Eu vos digo que este desceu justificado para sua casa e o outro não. Porque todo aquele que se exalta será humilhado e quem se humilha será exaltado».


Comentário

Com a parábola do fariseu e do publicano que sobem ao Templo para rezar, Jesus volta a instruir-nos sobre a humildade, virtude indispensável para tratar Deus e os outros e «disposição necessária para receber gratuitamente o dom da oração», como nos recorda o Catecismo da Igreja Católica (n. 2559).

O contraste entre as duas personagens da parábola é surpreendente e provocador, especialmente porque, para a opinião pública da época, a figura de um fariseu sintetizava o modelo de virtude e instrução, enquanto só o nome de publicano já era sinónimo de pecador (cf. Lc 5, 30) e os publicanos eram considerados impuros por trabalhar para os gentios.

Jesus apresenta o fariseu satisfeito consigo mesmo e com características quase cómicas: reza “de pé” e à frente do publicano; dirige-se a Deus de modo grandiloquente; revê a ladainha dos seus méritos, cumprindo inclusive o que não era prescrito, como os jejuns; e em constante comparação com os outros, os quais considera inferiores. O fariseu acha que reza, mas na realidade vive num monólogo “dentro de si mesmo”, procurando a sua satisfação pessoal e fechando-se à ação de Deus.

Por outro lado, o publicano fica longe e a olhar para baixo, porque se sente indigno de se dirigir ao seu Senhor; e na sua oração bate no peito, como se fosse para quebrar a dureza do seu coração e deixar entrar o perdão de Deus. Como indica Sto. Agostinho, «embora a sua consciência o afastasse de Deus, a sua piedade aproximava-o d'Ele»[1].

Jesus desenha com perfis tão marcados a arrogância do fariseu que nenhum de nós gostaria de se parecer com ele, mas sim com o humilde publicano.

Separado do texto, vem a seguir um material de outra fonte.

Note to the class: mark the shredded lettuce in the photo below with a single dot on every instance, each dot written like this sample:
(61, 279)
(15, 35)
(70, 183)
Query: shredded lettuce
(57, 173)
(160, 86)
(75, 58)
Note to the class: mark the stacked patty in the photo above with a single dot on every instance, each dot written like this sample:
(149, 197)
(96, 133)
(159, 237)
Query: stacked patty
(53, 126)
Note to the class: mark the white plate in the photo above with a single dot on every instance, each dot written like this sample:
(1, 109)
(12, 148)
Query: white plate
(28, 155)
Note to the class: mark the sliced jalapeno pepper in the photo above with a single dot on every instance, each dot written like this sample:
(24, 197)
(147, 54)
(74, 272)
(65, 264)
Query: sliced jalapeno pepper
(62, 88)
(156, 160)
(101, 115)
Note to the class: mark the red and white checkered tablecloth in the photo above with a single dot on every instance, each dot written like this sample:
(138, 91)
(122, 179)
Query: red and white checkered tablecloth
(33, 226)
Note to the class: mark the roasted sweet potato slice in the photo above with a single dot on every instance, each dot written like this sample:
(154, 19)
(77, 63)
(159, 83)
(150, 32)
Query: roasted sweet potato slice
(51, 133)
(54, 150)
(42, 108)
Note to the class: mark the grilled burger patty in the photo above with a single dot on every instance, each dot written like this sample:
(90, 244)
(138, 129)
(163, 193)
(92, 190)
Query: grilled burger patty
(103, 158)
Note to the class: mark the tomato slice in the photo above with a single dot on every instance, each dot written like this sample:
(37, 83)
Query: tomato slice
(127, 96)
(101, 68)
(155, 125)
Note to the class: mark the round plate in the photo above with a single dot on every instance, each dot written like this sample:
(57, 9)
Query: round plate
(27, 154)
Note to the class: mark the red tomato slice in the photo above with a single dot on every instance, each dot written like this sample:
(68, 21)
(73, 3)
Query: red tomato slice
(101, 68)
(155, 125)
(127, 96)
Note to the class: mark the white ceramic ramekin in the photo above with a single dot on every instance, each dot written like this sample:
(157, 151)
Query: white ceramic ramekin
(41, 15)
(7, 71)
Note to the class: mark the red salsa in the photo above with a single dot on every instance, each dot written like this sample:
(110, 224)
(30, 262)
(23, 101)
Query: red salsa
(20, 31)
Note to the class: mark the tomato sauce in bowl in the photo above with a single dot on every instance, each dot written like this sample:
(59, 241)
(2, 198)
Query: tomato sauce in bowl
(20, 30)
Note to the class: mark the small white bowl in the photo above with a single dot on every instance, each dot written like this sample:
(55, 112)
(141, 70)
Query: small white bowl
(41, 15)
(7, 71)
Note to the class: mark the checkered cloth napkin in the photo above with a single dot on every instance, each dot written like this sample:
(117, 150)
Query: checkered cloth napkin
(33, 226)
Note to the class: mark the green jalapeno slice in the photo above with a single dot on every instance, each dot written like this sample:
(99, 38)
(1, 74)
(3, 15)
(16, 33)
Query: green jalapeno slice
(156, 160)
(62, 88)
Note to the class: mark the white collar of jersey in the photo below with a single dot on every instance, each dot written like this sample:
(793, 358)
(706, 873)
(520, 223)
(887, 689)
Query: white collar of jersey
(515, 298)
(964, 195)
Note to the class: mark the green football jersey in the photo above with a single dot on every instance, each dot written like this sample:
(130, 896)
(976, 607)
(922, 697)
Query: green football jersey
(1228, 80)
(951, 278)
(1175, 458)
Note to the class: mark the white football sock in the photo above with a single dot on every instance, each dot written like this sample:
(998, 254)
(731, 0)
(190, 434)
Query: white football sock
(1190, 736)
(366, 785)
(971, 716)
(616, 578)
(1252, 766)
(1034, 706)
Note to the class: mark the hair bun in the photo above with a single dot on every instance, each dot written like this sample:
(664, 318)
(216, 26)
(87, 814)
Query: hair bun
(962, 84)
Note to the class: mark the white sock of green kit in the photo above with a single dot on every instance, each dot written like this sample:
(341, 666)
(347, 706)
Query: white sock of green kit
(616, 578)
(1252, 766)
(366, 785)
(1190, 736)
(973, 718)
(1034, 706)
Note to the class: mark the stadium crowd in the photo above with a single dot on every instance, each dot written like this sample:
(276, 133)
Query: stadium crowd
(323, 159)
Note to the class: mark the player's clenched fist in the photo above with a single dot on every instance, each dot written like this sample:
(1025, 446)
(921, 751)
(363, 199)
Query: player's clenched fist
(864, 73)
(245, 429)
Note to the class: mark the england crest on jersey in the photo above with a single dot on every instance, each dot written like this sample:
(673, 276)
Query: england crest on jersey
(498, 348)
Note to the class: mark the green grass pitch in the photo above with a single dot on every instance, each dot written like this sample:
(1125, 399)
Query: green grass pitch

No entanto, espreita-nos uma forma de arrogância semelhante, apesar de ser mais subtil, que pode infiltrar-se no nosso comportamento e na nossa forma de orar. S. João Crisóstomo comenta assim esta passagem: «Assim como a humildade supera o peso do pecado e, saindo de si mesma, chega a Deus; assim a soberba, pelo peso que tem, afunda a justiça. Portanto, mesmo que faças muitas coisas bem feitas, se achas que te podes vangloriar disso, perderás o fruto da tua oração. Pelo contrário, mesmo que carregues na tua consciência o peso de mil culpas, se te considerares o menor de todos, ganharás muita confiança em Deus»[2].

Jesus diz que o publicano desceu justificado enquanto o fariseu não. Indica assim o fruto que se obtém com a verdadeira vida de piedade: a justificação, que nesta parábola poderia ser traduzida como a arte de agradar a Deus, e que não consiste tanto em sentir-nos seguros e melhores pelo cumprimento exato de normas, mas antes em reconhecer diante de Deus a nossa pobre condição de criaturas, necessitadas da sua misericórdia e chamadas a amar os outros como Deus ama.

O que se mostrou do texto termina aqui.